II. La décision rendue le 28 novembre 2008 par l'Office de l'assurance-invalidité pour le canton de Vaud est confirmée.
III. Un émolument judiciaire de 500 fr. (cinq cents francs) est mis à la charge du recourant Z.________.
IV. Il n'est pas alloué de dépens.
Le président : Le greffier :
Du
L'arrêt qui précède, dont la rédaction a été approuvée à huis clos, est notifié à :
‑ Me Laurent Maire, avocat à Lausanne (pour Z.________)
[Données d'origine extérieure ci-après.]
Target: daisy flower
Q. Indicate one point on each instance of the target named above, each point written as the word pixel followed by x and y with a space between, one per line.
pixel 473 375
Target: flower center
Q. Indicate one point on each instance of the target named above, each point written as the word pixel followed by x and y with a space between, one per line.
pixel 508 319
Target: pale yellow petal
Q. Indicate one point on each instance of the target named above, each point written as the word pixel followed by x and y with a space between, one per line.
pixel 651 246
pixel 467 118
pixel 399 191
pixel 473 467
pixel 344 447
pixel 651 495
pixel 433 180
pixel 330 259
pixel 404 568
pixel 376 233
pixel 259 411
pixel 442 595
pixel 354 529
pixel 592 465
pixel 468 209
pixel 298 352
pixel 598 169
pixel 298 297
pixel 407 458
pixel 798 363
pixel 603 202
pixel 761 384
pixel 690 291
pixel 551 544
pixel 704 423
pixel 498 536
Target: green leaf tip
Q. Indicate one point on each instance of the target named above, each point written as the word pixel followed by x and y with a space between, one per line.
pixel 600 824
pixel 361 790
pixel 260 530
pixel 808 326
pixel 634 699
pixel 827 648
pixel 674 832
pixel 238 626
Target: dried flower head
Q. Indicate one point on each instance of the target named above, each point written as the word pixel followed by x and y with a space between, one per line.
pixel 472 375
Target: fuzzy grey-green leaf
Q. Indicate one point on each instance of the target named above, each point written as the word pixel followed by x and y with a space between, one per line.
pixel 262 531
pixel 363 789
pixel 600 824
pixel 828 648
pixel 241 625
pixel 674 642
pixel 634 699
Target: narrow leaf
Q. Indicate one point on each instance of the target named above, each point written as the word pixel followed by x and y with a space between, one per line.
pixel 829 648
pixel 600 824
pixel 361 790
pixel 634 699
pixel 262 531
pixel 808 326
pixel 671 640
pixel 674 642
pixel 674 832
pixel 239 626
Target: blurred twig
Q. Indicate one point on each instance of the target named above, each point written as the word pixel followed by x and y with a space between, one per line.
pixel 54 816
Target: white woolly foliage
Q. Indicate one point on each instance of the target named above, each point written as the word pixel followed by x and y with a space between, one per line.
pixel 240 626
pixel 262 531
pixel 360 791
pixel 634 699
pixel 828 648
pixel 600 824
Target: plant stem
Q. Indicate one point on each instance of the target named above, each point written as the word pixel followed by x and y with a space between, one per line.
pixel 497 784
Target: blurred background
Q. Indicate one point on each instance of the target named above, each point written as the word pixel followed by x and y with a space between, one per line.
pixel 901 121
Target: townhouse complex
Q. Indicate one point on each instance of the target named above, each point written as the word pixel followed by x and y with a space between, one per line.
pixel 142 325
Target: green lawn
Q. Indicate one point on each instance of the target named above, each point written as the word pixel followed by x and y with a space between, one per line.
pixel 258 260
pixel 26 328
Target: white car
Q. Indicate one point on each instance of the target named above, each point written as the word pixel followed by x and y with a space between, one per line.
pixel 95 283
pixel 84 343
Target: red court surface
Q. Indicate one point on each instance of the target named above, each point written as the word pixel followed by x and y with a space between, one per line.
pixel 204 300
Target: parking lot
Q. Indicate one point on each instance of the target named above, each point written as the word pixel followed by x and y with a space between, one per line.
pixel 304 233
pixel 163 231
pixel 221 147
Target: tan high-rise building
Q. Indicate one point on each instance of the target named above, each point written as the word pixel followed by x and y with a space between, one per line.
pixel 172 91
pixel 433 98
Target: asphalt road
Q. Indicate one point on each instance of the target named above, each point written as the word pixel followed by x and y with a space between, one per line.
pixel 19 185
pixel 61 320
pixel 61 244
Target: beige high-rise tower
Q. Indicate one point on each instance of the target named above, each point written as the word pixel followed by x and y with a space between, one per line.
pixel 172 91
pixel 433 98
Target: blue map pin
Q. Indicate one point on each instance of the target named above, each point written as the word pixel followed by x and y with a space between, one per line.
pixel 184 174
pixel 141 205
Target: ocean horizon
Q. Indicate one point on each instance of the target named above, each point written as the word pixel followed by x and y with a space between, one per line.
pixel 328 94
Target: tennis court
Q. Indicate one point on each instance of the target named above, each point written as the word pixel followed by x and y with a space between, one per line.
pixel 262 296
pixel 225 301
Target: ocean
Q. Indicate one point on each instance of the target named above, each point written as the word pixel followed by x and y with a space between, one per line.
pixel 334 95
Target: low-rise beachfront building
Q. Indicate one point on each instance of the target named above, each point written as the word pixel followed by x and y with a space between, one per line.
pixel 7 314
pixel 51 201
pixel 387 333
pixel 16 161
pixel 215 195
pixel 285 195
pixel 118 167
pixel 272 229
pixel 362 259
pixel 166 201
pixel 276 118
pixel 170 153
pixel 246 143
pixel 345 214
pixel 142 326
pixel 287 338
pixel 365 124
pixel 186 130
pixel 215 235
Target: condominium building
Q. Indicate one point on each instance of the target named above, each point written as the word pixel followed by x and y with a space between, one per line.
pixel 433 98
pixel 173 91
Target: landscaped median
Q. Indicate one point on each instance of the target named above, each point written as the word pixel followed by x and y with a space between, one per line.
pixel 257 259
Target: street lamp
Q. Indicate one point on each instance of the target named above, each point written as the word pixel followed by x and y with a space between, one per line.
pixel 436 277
‑ Office de l'assurance-invalidité pour le canton de Vaud
- Office fédéral des assurances sociales
par l'envoi de photocopies.
Le présent arrêt peut faire l'objet d'un recours en matière de droit public devant le Tribunal fédéral au sens des art. 82 ss LTF (loi du 17 juin 2005 sur le Tribunal fédéral ; RS 173.110), cas échéant d'un recours constitutionnel subsidiaire au sens des art. 113 ss LTF. Ces recours doivent être déposés devant le Tribunal fédéral (Schweizerhofquai 6, 6004 Lucerne) dans les trente jours qui suivent la présente notification (art. 100 al. 1 LTF).